Keterangan Gambar : Mesin Pendeteksi ke
Peneliti dari Universitas Würzburg dan Institut Max-Planck untuk Pengembangan Manusia melatih model kecerdasan buatan (AI) untuk mendeteksi kebohongan dan hal ini dapat mengganggu cara kita berinteraksi satu sama lain.
Manusia tidak terlalu baik dalam mengetahui apakah seseorang berbohong atau berkata jujur. Percobaan menunjukkan bahwa tingkat keberhasilan kita hanya sekitar 50% pada yang terbaik, dan kinerja buruk ini mempengaruhi cara kita berinteraksi.
Teori default kebenaran (TDT) menyatakan bahwa orang cenderung mengasumsikan apa yang dikatakan seseorang adalah benar. Biaya sosial untuk menuduh seseorang sebagai pembohong terlalu besar risikonya dengan kemampuan deteksi kebohongan 50/50 kita dan memeriksa fakta tidak selalu praktis dalam situasi tersebut.
Meskipun poligraf dan teknologi deteksi kebohongan lainnya dapat mendeteksi data seperti indikator stres dan gerakan mata, namun kemungkinan besar Anda tidak akan menggunakan salah satunya dalam percakapan Anda berikutnya. Bisakah AI membantu?
Penelitian ini menjelaskan bagaimana tim peneliti melatih BERT LLM dari Google untuk mendeteksi kebohongan.
Model tersebut mampu menilai pernyataan sebagai benar atau salah dengan akurasi 66,86%, jauh lebih baik daripada para juri manusia yang mencapai tingkat akurasi 46,47% dalam percobaan lebih lanjut.
Apakah Anda akan menggunakan detektor kebohongan AI?

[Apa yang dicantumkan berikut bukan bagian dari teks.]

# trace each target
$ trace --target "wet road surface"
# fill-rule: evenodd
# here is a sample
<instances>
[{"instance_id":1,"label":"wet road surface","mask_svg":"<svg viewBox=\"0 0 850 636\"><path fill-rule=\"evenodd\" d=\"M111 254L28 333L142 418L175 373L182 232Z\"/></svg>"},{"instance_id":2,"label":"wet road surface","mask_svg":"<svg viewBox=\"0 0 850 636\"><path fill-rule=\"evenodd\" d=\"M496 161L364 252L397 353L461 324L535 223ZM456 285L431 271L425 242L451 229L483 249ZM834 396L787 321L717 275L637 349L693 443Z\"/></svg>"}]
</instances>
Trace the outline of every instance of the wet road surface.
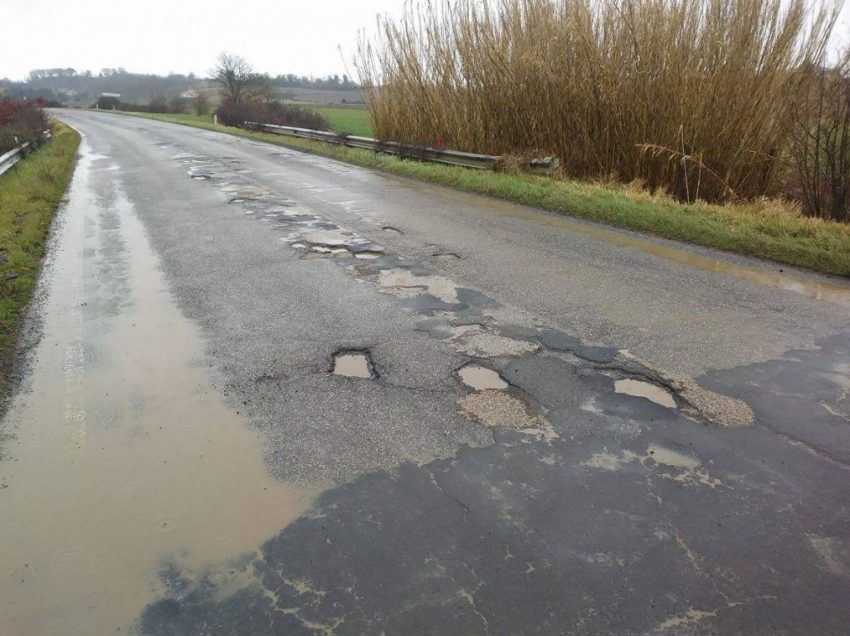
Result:
<instances>
[{"instance_id":1,"label":"wet road surface","mask_svg":"<svg viewBox=\"0 0 850 636\"><path fill-rule=\"evenodd\" d=\"M0 634L844 633L846 282L60 116Z\"/></svg>"}]
</instances>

Peneliti menemukan bahwa ketika peserta diberikan opsi untuk menggunakan model deteksi kebohongan AI, hanya sepertiga yang memutuskan menerima tawaran tersebut.
Mereka yang memilih menggunakan algoritma hampir selalu mengikuti prediksi algoritma dalam menerima pernyataan sebagai benar atau menuduh berbohong.
Peserta yang mencari prediksi algoritma menunjukkan tingkat tuduhan hampir 85% ketika algoritma menyarankan pernyataan tersebut palsu. Baseline dari mereka yang tidak meminta prediksi mesin adalah 19,71%.
Orang yang terbuka terhadap ide detektor kebohongan AI lebih cenderung menuduh ketika melihat lampu merah berkedip.
Peneliti menyimpulkan bahwa jika orang bergantung pada AI sebagai penengah kebenaran, hal itu bisa memiliki potensi gangguan yang kuat.
Penelitian ini menyoroti kebutuhan mendesak akan kerangka kebijakan komprehensif untuk mengatasi dampak algoritma deteksi kebohongan AI.
Ini mengubah segalanya. Apa yang akan terjadi di masyarakat kita jika orang menjadi 4 kali lebih mungkin untuk saling menuduh sebagai pembohong?
Model-model yang lebih canggih dari BERT kemungkinan akan meningkatkan akurasi deteksi kebohongan AI menuju titik di mana upaya manusia untuk menipu menjadi sangat mudah terdeteksi.
Peneliti menyimpulkan bahwa "penelitian ini menegaskan kebutuhan mendesak akan kerangka kebijakan komprehensif untuk mengatasi dampak algoritma deteksi kebohongan AI."